When screen-scraping some website, I extract data from <script>
tags.
The data I get is not in standard JSON
format. I cannot use json.loads()
.
屏幕抓取一些网站时,我从
# from
js_obj = '{x:1, y:2, z:3}'
# to
py_obj = {'x':1, 'y':2, 'z':3}
Currently, I use regex
to transform the raw data to JSON
format.
But I feel pretty bad when I encounter complicated data structure.
目前,我使用正则表达式将原始数据转换为JSON格式。但是当我遇到复杂的数据结构时,我感觉非常糟糕。
Do you have some better solutions?
你有更好的解决方案吗?
3 个解决方案
#1
19
demjson.decode()
import demjson
# from
js_obj = '{x:1, y:2, z:3}'
# to
py_obj = demjson.decode(js_obj)
jsonnet.evaluate_snippet()
import json, _jsonnet
# from
js_obj = '{x:1, y:2, z:3}'
# to
py_obj = json.loads(_jsonnet.evaluate_snippet('snippet', js_obj))
ast.literal_eval()
import ast
# from
js_obj = "{'x':1, 'y':2, 'z':3}"
# to
py_obj = ast.literal_eval(js_obj)
#2
1
This will likely not work everywhere, but as a start, here's a simple regex that should convert the keys into quoted strings so you can pass into json.loads. Or is this what you're already doing?
这可能无处不在,但作为一个开始,这是一个简单的正则表达式,应该将键转换为带引号的字符串,以便您可以传递到json.loads。或者你正在做什么?
In[70] : quote_keys_regex = r'([\{\s,])(\w+)(:)'
In[71] : re.sub(quote_keys_regex, r'\1"\2"\3', js_obj)
Out[71]: '{"x":1, "y":2, "z":3}'
In[72] : js_obj_2 = '{x:1, y:2, z:{k:3,j:2}}'
Int[73]: re.sub(quote_keys_regex, r'\1"\2"\3', js_obj_2)

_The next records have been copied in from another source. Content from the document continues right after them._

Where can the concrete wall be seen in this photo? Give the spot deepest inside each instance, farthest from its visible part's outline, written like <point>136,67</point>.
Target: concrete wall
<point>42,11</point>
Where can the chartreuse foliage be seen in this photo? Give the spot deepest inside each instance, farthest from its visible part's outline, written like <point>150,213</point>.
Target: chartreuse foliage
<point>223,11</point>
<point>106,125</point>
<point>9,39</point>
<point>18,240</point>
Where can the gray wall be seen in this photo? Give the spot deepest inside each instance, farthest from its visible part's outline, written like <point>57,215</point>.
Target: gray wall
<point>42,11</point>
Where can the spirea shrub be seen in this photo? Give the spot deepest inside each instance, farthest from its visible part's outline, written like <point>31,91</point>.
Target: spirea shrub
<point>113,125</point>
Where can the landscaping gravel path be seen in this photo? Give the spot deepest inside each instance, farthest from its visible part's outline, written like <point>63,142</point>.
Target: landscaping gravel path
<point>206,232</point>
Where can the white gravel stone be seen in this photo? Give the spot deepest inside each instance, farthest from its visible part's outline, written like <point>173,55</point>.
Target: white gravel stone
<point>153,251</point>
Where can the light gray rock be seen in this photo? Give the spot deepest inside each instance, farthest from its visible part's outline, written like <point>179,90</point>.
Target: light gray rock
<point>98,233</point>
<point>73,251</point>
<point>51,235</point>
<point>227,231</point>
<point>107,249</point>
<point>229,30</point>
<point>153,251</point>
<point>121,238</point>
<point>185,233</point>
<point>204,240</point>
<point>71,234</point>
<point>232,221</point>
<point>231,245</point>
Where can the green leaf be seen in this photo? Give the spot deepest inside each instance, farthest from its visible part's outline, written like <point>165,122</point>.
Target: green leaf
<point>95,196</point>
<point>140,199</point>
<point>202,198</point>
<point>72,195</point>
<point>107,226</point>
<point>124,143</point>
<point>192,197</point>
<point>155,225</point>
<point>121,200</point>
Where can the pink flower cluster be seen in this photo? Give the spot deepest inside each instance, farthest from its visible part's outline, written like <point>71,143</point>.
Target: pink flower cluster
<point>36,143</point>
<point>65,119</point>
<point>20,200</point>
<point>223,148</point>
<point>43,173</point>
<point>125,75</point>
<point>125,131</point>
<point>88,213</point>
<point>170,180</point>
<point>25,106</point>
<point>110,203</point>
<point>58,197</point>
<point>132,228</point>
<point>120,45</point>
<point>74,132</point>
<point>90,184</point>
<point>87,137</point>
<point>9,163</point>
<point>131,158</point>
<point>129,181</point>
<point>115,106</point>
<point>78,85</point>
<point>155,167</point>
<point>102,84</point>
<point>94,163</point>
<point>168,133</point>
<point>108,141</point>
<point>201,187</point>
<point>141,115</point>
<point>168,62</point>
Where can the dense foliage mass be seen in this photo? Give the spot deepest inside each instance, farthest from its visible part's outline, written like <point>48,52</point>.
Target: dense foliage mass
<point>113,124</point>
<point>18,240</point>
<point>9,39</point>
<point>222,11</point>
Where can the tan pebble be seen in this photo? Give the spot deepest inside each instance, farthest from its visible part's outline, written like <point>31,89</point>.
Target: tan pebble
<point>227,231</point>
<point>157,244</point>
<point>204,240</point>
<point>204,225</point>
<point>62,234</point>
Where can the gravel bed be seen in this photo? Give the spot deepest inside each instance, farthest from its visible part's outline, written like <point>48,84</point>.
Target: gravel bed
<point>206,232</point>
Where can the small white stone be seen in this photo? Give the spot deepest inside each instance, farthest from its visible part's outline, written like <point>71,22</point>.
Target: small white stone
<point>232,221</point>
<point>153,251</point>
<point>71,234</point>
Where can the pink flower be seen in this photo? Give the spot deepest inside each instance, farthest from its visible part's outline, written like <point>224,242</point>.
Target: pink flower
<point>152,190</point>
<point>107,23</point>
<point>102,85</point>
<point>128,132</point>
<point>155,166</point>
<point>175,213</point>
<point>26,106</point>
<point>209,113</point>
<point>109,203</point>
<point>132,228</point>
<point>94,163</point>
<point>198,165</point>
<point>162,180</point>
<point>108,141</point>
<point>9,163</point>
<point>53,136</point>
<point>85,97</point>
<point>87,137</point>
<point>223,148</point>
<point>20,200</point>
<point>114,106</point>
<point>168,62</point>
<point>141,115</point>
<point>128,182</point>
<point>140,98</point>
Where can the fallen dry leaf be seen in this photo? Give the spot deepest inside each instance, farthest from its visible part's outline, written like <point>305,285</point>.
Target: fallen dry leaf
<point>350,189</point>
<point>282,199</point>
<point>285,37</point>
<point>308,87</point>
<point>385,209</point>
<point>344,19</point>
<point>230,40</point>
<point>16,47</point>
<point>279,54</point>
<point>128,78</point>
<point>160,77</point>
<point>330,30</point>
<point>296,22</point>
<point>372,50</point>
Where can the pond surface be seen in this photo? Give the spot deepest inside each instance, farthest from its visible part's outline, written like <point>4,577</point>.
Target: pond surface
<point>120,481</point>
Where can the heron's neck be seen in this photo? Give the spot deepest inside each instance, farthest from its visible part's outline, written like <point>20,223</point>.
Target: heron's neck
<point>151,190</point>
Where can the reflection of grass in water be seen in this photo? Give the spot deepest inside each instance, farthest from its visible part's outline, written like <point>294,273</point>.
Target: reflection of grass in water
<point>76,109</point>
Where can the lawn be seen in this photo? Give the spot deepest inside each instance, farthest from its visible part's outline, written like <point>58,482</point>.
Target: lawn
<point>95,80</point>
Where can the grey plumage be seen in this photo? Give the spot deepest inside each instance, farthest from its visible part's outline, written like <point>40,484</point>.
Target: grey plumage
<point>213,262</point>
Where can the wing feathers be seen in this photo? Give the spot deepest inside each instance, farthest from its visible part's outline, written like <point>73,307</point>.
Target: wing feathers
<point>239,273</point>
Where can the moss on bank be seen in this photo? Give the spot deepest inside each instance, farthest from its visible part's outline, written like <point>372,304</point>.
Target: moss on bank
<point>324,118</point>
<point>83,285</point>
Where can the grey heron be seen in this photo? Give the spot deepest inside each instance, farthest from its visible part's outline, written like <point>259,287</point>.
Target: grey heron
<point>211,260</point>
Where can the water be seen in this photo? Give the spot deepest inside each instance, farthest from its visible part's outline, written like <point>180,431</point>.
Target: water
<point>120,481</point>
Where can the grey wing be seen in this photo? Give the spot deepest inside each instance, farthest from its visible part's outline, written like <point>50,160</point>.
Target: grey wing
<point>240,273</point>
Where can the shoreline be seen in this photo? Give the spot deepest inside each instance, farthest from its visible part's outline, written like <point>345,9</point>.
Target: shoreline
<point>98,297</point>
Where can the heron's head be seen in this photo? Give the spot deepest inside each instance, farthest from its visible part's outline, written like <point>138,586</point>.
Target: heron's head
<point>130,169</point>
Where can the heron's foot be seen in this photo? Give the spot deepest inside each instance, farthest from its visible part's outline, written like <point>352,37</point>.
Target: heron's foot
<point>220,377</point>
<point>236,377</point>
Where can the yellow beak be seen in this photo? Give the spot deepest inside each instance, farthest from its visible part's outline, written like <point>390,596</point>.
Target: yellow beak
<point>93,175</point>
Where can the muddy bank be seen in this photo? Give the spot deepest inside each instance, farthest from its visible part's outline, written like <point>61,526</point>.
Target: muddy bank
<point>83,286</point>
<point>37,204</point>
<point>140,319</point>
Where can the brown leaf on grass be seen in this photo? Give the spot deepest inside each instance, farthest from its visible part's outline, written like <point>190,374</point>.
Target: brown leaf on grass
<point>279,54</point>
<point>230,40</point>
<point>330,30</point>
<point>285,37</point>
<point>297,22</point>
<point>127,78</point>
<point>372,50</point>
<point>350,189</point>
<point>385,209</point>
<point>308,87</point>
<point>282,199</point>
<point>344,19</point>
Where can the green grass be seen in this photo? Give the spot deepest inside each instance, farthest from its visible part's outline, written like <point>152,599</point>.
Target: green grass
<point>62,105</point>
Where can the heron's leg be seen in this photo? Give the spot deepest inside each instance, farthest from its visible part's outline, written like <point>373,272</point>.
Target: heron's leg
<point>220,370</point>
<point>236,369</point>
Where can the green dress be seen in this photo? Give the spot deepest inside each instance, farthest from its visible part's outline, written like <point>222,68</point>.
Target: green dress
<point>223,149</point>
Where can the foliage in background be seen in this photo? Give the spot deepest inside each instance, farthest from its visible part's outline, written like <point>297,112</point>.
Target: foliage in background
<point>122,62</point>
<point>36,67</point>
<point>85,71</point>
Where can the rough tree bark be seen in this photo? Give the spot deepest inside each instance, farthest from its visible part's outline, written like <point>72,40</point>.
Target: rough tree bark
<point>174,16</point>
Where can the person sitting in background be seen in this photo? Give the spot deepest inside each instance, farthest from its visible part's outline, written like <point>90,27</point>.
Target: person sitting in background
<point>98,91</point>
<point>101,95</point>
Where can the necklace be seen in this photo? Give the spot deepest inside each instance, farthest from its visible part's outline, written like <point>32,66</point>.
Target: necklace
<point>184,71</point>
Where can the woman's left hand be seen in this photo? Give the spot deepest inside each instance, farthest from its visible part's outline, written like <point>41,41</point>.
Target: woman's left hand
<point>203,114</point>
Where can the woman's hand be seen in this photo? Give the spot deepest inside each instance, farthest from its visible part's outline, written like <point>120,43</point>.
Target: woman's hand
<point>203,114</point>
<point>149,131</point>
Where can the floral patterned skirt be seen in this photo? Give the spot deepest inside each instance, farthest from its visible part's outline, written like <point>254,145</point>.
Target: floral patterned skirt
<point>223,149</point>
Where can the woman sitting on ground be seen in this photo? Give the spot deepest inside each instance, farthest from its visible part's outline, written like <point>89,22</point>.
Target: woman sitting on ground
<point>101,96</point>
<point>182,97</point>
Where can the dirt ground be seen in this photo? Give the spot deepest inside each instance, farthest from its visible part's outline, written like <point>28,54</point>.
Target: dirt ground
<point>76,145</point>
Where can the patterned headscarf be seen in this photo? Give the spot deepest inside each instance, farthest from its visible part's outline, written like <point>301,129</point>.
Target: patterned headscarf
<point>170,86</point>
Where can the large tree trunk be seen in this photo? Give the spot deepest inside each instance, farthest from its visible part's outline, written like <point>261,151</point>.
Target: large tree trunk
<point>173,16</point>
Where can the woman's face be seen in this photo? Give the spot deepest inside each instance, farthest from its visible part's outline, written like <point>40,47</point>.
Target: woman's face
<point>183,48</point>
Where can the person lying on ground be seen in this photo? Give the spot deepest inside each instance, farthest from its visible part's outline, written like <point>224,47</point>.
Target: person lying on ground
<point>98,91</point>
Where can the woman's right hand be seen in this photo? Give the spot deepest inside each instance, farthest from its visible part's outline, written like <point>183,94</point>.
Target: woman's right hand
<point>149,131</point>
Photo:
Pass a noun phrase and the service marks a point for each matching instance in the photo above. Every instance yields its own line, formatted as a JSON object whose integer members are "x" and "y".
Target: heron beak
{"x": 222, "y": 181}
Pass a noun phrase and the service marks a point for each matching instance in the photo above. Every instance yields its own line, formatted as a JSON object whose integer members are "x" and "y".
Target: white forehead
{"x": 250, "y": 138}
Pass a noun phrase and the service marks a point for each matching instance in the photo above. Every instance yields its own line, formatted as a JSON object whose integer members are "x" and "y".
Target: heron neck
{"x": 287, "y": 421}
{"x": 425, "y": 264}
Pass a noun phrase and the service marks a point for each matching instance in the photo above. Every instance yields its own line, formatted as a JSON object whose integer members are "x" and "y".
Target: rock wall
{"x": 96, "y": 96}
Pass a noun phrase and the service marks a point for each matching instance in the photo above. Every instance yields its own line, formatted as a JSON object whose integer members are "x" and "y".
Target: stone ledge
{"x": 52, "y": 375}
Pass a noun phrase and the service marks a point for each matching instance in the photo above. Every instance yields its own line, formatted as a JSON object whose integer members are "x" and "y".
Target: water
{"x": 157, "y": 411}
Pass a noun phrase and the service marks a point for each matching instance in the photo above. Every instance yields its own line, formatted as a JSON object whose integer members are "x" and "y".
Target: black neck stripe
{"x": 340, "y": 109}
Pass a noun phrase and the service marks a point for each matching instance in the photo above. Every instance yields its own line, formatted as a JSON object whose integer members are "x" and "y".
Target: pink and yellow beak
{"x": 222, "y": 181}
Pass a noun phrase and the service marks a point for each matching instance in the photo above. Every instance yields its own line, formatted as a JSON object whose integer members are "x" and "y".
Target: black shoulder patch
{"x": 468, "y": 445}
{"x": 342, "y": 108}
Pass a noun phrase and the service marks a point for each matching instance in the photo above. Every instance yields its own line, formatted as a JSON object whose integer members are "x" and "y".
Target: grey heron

Out[73]: '{"x":1, "y":2, "z":{"k":3,"j":2}}'
#3
-4
Simply:
只是:
import json
py_obj = json.loads(js_obj_stringified)
Above is the Python portion of the code. In javascript portion of the code:
上面是代码的Python部分。在代码的javascript部分:
js_obj_stringified = JSON.stringify(data);
JSON.stringify turns a Javascript object into JSON text and stores that JSON text in a string. It is a safe way to pass (via POST/GET) a javascript object to python to process.
JSON.stringify将Javascript对象转换为JSON文本,并将该JSON文本存储在字符串中。这是一种安全的方式来传递(通过POST / GET)一个javascript对象到python进行处理。
#1
19
demjson.decode()
import demjson
# from
js_obj = '{x:1, y:2, z:3}'
# to
py_obj = demjson.decode(js_obj)
jsonnet.evaluate_snippet()
import json, _jsonnet
# from
js_obj = '{x:1, y:2, z:3}'
# to
py_obj = json.loads(_jsonnet.evaluate_snippet('snippet', js_obj))
ast.literal_eval()
import ast
# from
js_obj = "{'x':1, 'y':2, 'z':3}"
# to
py_obj = ast.literal_eval(js_obj)
#2
1
This will likely not work everywhere, but as a start, here's a simple regex that should convert the keys into quoted strings so you can pass into json.loads. Or is this what you're already doing?
这可能无处不在,但作为一个开始,这是一个简单的正则表达式,应该将键转换为带引号的字符串,以便您可以传递到json.loads。或者你正在做什么?
In[70] : quote_keys_regex = r'([\{\s,])(\w+)(:)'
In[71] : re.sub(quote_keys_regex, r'\1"\2"\3', js_obj)
Out[71]: '{"x":1, "y":2, "z":3}'
In[72] : js_obj_2 = '{x:1, y:2, z:{k:3,j:2}}'
Int[73]: re.sub(quote_keys_regex, r'\1"\2"\3', js_obj_2)
Out[73]: '{"x":1, "y":2, "z":{"k":3,"j":2}}'
#3
-4
Simply:
只是:
import json
py_obj = json.loads(js_obj_stringified)
Above is the Python portion of the code. In javascript portion of the code:
上面是代码的Python部分。在代码的javascript部分:
js_obj_stringified = JSON.stringify(data);
JSON.stringify turns a Javascript object into JSON text and stores that JSON text in a string. It is a safe way to pass (via POST/GET) a javascript object to python to process.
JSON.stringify将Javascript对象转换为JSON文本,并将该JSON文本存储在字符串中。这是一种安全的方式来传递(通过POST / GET)一个javascript对象到python进行处理。